I have outer wall first as default and it makes print quality so much better, just use support interface for good overhangs
I looked into this video in order to improve some clearances in order to make screw style nuts and bolts for my own use, I'm surprised at how hard it seems to be for others to get an interference fit on their parts. I have an Ender Creality 3 and what I did was get 2 parts in blender, these were 2 halves of shells foe a mold, and basically booleaned one part out of the other. Then I fed this into the bog standard creality slicer I got with it and it worked perfectly. The parts need to be squeezed together with a fair bit of force but there's no sign of overstressing on the parts even after lots and lots of uses
What I've found helpful, in cura, is the horizontal hole offset found in wall setting.
what is always ignored is the radius of a curve affects the how much excess material is trying to move into the available space , the smaller the radius the more material to the available space, try and print a 1mm hole and you probably won't get a hole at all.
Heat and cold will warp your pieces tremendously. Plastic, wood, metal, concrete that's why things are manufactured in a constant temp setting. Wood for example warps so damn much from day to day, I'm impressed framers get something done and I remember my machining teacher constantly talking about the hot/warm tolerances "check it later " 😂. I'd like to get a 3d printer and I wonder how much the hot/cold affects the printer itself
Brilliant idea Sir! Printing today!
This is literally where I spend most of my time, and you'd think I'd have learned and adapted more than "Design, print, reprint with bigger holes when it doesn't fit" but I haven't - until now. @lostintech to my rescue - again, but not for the last time I'm sure.
In my arsenal of settings used for printing with tolerance in Cura (each depending on situation) is:
Flow (with tweaked flow for top and bottom)
I Always design with a chamfer for a square fit. Really helps those corners. Even just a tiny one. (essentially a rounded corner, but only 1 segment at 45 degrees)

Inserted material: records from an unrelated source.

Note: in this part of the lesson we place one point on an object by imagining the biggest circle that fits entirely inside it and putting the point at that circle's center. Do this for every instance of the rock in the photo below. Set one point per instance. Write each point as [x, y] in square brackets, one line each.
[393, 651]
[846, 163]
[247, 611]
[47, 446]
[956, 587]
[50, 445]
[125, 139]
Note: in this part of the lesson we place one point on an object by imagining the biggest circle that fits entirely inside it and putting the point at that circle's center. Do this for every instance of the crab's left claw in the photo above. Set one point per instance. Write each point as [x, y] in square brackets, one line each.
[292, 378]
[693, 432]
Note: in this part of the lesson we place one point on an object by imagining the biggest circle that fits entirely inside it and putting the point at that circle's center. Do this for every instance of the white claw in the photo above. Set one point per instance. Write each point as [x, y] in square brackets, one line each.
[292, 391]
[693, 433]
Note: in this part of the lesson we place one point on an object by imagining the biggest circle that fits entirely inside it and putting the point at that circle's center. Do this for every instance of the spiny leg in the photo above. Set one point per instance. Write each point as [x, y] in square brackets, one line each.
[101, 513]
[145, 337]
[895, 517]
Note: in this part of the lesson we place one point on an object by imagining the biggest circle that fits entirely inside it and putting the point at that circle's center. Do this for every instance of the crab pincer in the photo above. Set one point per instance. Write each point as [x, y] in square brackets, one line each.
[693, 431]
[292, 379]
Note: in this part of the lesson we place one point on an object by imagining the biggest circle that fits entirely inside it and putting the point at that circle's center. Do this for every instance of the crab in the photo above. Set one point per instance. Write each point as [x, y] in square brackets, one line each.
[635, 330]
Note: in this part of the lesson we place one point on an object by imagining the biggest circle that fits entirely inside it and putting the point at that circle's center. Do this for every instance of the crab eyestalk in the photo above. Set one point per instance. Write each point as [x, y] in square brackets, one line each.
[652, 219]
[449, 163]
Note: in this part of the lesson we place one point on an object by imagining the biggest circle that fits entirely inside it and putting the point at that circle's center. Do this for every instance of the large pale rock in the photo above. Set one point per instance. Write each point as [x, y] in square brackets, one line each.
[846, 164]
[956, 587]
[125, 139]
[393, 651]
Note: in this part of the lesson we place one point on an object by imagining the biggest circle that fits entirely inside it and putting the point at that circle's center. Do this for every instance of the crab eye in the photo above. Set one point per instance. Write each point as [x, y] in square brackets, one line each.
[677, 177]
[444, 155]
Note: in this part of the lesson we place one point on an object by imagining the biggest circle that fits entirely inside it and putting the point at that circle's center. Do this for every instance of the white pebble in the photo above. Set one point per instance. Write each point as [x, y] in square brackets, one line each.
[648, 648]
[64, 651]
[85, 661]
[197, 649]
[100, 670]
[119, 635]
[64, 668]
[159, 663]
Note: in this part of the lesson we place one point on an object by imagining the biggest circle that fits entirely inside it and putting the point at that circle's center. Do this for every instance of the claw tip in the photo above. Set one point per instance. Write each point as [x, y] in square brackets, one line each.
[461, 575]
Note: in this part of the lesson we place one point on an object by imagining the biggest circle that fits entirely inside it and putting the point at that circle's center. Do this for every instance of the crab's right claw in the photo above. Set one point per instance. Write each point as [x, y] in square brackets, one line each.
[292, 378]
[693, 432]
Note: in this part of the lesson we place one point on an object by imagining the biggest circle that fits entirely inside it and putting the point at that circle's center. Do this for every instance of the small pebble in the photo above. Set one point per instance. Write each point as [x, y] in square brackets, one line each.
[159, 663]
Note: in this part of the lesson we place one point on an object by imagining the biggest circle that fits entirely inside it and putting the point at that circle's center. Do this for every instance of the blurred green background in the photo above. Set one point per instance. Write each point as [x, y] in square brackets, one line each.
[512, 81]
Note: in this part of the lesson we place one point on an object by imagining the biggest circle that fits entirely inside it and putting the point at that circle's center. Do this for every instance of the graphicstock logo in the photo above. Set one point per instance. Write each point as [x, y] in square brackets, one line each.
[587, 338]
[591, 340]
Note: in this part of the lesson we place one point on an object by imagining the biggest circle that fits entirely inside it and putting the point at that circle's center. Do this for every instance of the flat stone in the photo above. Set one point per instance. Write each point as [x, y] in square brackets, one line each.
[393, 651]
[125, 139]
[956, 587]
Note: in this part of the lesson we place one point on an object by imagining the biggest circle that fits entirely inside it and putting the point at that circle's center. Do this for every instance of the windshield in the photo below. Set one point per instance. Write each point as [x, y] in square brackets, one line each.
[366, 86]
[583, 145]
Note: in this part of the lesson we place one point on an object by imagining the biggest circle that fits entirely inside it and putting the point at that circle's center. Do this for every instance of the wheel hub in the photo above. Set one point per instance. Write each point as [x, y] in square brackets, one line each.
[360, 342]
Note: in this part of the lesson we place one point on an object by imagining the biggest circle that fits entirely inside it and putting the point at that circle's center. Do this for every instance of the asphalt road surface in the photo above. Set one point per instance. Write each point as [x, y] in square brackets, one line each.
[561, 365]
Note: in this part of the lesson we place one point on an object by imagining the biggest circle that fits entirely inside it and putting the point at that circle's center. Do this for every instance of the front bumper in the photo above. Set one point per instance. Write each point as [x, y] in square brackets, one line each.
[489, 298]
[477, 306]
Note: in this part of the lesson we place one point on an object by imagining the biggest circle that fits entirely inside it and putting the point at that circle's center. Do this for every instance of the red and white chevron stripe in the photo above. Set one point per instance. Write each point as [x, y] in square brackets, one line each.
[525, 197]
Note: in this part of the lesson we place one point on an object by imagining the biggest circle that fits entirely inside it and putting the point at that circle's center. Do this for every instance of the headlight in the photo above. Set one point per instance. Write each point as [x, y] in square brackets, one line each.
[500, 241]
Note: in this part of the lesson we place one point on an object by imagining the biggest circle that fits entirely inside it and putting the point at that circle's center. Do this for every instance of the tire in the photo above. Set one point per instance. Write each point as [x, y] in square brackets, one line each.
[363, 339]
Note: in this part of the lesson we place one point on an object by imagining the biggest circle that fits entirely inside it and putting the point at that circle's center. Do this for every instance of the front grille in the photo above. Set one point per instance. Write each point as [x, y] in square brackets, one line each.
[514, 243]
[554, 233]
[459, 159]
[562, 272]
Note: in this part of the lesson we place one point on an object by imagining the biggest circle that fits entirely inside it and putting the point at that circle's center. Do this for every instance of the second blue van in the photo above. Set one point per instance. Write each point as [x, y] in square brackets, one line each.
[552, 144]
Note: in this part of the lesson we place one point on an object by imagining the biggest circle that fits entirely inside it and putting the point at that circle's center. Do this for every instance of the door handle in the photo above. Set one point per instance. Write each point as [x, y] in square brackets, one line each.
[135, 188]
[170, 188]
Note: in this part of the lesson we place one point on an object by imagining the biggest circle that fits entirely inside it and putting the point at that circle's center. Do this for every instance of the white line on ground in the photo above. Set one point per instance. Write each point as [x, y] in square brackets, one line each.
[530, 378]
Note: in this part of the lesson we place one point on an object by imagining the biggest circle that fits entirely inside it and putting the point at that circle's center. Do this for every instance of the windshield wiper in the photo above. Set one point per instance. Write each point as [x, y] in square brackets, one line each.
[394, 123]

I ran into this issue, I made a template for using my router and shape wood pieces. Then I took that model, and measurements from my blanks to make a placement template to position it consistently and accurately on the blank. Well as you guessed it, first time FAIL. Would not fit. My solution was in the model, to do what you said second, made in this case the hole bigger. But in my case it was not a circle but had 4 sides, and when I pushed each side out alone the end result was a mess and did not match the main piece. I pushed them all at the same time out at 0.02 and it fits nice, maybe a 0.018 would be better but the minor difference doesn't seem worth the work.